Given that Tesla doesn't even have emergency braking and auto-steering, I'd guess they compare quite favorably...
We haven't heard much from Google because they've been programming and validating all the unglamorous little problems that training data and a neural net can't solve alone. 4 way stops, passing motorcyclists and stuff like that, where old fashioned hand coded features are necessary to adress situations in which specific kinds of reasoning is necessary.
Tesla has to solve all this boring stuff as well before they can offer comparable capabilities in an AV.
I don't believe your hand coded features will outperform ML trained over a billion miles, even in the long tail rare events.

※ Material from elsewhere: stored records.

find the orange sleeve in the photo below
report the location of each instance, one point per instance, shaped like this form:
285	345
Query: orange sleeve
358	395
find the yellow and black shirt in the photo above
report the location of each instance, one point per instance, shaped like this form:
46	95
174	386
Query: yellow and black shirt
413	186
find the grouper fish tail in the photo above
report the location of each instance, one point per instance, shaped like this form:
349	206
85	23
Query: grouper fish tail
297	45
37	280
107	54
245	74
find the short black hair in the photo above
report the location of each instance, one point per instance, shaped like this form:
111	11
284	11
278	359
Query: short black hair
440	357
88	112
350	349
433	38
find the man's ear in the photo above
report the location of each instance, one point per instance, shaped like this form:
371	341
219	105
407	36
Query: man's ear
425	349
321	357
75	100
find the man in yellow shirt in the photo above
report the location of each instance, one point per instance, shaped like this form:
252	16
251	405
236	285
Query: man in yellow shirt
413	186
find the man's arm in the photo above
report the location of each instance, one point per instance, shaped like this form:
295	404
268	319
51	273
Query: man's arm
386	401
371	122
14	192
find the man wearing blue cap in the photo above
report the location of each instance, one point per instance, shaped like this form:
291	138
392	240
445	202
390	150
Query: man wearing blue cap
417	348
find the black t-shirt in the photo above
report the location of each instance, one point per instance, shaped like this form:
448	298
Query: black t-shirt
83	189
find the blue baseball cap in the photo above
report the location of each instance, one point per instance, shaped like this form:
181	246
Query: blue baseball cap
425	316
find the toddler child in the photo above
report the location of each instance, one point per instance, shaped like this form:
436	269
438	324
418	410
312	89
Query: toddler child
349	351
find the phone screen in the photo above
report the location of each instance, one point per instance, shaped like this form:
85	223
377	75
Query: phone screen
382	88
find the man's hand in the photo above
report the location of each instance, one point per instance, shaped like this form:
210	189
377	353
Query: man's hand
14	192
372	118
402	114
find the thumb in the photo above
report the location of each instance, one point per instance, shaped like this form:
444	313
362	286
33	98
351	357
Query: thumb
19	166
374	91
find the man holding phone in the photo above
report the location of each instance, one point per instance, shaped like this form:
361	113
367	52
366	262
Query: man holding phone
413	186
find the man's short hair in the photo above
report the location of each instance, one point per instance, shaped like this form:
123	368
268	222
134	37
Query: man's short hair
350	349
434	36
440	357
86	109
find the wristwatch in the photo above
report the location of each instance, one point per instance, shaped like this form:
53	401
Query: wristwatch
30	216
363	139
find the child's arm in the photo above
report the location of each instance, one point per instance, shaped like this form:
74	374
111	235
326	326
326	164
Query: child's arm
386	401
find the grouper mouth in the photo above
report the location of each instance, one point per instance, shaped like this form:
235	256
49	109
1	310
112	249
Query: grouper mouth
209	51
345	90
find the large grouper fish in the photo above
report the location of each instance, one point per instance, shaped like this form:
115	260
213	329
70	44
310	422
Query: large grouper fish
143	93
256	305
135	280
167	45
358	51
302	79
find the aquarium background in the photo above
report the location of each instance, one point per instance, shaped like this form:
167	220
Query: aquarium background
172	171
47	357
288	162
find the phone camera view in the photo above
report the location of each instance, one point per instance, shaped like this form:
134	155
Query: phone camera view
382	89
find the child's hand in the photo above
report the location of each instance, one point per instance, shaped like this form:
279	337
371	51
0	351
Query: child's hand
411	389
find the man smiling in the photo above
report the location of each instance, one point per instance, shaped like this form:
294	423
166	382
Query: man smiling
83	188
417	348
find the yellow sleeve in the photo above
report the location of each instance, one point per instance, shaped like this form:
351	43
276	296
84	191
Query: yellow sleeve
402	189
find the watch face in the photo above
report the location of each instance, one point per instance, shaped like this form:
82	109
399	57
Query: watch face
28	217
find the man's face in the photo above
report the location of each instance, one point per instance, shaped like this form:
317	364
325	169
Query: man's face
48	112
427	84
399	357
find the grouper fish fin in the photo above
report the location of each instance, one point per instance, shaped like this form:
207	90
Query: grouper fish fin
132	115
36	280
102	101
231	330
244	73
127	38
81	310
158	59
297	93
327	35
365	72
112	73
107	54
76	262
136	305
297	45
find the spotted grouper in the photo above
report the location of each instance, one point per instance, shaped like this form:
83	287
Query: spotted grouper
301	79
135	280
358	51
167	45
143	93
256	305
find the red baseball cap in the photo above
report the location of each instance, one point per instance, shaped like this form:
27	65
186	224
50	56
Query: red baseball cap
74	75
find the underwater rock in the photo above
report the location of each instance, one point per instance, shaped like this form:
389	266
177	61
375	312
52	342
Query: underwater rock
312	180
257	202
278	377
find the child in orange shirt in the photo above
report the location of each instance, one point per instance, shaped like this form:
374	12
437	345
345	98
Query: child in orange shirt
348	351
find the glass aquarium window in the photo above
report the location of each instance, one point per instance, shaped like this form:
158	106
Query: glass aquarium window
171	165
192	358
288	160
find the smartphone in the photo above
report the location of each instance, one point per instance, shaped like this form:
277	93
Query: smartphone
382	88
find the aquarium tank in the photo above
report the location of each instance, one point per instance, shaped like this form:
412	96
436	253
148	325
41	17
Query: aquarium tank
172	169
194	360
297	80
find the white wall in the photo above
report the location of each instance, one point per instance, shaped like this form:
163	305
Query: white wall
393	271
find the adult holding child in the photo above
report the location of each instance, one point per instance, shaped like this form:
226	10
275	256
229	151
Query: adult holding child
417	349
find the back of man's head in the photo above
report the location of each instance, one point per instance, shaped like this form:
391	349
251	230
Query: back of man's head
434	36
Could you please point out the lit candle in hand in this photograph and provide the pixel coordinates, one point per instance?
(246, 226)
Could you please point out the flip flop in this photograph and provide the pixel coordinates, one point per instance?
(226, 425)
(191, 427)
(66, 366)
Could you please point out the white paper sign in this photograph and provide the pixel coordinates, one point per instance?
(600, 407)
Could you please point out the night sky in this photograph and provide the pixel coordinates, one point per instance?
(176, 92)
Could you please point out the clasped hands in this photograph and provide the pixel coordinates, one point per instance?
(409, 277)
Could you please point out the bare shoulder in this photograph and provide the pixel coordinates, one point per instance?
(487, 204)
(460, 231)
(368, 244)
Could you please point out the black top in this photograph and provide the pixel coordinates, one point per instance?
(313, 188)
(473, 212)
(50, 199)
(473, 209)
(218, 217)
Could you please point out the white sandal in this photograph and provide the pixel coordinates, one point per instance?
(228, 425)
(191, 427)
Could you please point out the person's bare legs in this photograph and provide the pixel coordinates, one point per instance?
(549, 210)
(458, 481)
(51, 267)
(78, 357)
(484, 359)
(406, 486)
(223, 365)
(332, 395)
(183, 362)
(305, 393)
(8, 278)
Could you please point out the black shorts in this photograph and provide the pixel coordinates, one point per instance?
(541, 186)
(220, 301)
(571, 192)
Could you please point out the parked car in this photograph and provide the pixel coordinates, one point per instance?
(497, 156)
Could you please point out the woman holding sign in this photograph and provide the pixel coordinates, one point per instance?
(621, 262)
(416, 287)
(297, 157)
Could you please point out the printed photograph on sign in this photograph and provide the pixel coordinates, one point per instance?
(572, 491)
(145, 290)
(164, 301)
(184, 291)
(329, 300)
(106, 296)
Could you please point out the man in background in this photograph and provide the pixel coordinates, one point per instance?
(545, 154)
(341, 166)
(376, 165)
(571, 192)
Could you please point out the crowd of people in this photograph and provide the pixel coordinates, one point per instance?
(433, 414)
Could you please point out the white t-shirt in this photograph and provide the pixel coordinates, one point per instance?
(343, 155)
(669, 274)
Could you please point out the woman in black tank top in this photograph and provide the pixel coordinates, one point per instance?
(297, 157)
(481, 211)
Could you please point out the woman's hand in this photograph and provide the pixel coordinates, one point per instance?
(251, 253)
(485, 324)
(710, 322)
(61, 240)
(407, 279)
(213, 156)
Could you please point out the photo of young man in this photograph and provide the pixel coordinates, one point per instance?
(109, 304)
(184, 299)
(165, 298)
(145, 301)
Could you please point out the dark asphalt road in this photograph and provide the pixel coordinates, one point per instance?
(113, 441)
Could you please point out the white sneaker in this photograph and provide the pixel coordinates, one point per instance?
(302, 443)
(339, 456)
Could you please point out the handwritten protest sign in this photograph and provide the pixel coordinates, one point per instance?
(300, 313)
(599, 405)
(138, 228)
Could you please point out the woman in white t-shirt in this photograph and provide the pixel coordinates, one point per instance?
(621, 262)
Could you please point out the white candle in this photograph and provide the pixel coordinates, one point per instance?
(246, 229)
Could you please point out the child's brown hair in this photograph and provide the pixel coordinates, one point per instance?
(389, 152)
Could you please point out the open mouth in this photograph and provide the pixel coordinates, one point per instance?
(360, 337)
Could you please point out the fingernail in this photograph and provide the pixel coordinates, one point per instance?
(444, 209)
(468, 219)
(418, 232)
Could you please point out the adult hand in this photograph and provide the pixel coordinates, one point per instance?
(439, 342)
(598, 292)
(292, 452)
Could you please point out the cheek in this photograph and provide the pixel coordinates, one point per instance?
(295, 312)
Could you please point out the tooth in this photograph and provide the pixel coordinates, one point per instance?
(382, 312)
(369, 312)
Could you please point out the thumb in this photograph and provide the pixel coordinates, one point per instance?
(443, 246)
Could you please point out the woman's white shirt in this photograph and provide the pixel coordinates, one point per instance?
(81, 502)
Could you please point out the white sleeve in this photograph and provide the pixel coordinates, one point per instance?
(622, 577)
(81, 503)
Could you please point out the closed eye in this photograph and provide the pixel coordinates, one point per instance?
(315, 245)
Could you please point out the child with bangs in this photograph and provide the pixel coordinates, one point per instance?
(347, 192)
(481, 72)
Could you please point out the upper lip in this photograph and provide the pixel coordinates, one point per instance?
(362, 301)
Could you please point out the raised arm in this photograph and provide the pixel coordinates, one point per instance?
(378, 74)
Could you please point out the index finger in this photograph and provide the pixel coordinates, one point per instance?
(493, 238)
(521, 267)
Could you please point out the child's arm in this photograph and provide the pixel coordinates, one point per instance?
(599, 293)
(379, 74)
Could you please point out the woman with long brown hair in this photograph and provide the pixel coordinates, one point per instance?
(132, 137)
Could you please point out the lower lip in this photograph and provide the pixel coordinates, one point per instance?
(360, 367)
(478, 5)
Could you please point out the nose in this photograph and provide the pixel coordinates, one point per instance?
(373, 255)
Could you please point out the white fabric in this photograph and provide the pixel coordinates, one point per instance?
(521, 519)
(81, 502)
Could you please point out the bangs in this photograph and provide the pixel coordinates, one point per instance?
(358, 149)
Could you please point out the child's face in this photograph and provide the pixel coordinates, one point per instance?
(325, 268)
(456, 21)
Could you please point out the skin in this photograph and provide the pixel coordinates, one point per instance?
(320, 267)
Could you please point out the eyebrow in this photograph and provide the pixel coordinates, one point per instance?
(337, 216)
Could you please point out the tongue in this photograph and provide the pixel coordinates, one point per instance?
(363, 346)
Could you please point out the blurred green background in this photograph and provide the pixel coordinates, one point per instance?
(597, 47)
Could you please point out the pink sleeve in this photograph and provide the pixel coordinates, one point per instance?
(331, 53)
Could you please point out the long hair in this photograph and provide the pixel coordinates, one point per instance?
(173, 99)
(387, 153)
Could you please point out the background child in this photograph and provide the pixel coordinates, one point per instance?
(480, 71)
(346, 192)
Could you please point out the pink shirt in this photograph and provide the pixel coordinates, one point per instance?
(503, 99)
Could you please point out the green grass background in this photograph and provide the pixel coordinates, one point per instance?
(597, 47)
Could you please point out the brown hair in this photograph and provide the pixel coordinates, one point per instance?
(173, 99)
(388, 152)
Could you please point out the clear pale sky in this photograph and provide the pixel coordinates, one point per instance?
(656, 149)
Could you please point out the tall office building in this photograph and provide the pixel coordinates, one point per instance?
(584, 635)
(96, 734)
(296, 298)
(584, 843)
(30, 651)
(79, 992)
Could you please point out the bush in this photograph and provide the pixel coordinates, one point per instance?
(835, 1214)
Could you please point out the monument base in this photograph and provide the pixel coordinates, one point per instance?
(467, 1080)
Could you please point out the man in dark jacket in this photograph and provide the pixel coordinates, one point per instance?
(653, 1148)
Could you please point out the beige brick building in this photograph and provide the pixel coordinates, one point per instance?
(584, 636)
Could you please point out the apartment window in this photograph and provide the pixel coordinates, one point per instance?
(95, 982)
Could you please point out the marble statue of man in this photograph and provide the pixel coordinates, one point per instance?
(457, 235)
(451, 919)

Sure ML is bad at rare events, but hand coded features also map poorly to such rare events, because it's unlikely you'll be able to imagine them all, or even manage to handle categories of rare events well.
Furthermore, I believe it would be possible to train an ML based rare-event detector, which simply detects the difference between "regular driving I'm familiar with" and "something funny is going on, I haven't seen this much in the training dataset", and then refer to a remote human to resolve the issue.
I don't think hand coded features are necessary. No one hand codes humans to drive.
* that road with the one-foot deep pothole (it's more like a sinkhole at that point, though) in the middle of a lane
* the perpetual construction zone where there are five layers of lane markers, only one of which is the actual layer of lane markers
* the 10% grade two-lane winding road in the dark with 2 inches of snow on the road and more coming
* open highway with a constant 30mph crosswind
* dense fog with less than 100m visibility
* torrential downpour with so little visibility you can't even see the lane markings on the road right in front of you
Those are all conditions I've driven in, and I can think of several other horrible driving conditions that I haven't yet had the (mis)fortune to drive in. Just because you can drive well in good conditions doesn't mean you can drive well when things get tougher--as the driving records of many human beings can well attest.
We can likewise say there are some situations a machine shouldn't be driving.
As long as the machine can identify when it is incapable as a driver, it's only the same as the human pulling over for a nap because they can't stay alert.
Sure, if you ran a taxi service with such a system you'd have to send a regular taxi to pick up the customer, but it's only the same as any other kind of breakdown like a puncture.
And "autopilot" has been on the market for over a decade, it's OEM off-the-shelf equipment.